『松本人志』「65歳で芸能活動をやめたい」森喜朗に自分を重ねる?

松本人志さんの連載は、1993年から2年間、「週刊朝日」で掲載された。書籍化もされ計400万部以上の大ベストセラーを記録した。連載中に起こった大地震のこと、そして長い年月が経ち、57歳になった松本さんの思いは? 当時の連載担当、矢部万紀子さんに明かしてくれた。

連載期間中の95年1月17日、阪神・淡路大震災が起き、松本さんもすぐに取り上げた。

目が覚めてつけたテレビに映った光景。見覚えのある建物や高速道路や公園がぐちゃぐちゃになっていた、と書いた。

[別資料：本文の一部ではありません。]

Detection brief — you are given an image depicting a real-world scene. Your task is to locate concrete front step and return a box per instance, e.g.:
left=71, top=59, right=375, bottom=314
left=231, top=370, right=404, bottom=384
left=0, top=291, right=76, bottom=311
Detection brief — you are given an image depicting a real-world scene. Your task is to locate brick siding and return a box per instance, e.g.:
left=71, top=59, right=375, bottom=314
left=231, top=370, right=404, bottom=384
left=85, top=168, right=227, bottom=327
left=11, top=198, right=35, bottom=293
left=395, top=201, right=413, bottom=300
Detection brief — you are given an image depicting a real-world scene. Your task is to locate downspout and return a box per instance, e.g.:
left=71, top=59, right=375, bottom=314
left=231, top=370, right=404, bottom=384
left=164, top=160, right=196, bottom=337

<血の気が引くというのは、まさにあのことだろう。冗談でもなんでもなく、オレは戦争が始まったと思った。そして、それが地震だとわかったとき、次の不安は、こんな人でなしのオレでも、尼崎にいる両親の生存である>。なかなかつながらなかった電話がやっとつながった。

<物は倒れてくるわ、壊れるわで、それなりの被害はあったようだし、あの日からいまだに(二十二日現在)ババアは風呂にも入ってないらしい(まあ誰に抱かれるわけでもないし、かめへんかめへん)>。ババアとは母のこと。ほぼ全編お笑い論の連載にあって、例外が「ババア」だった。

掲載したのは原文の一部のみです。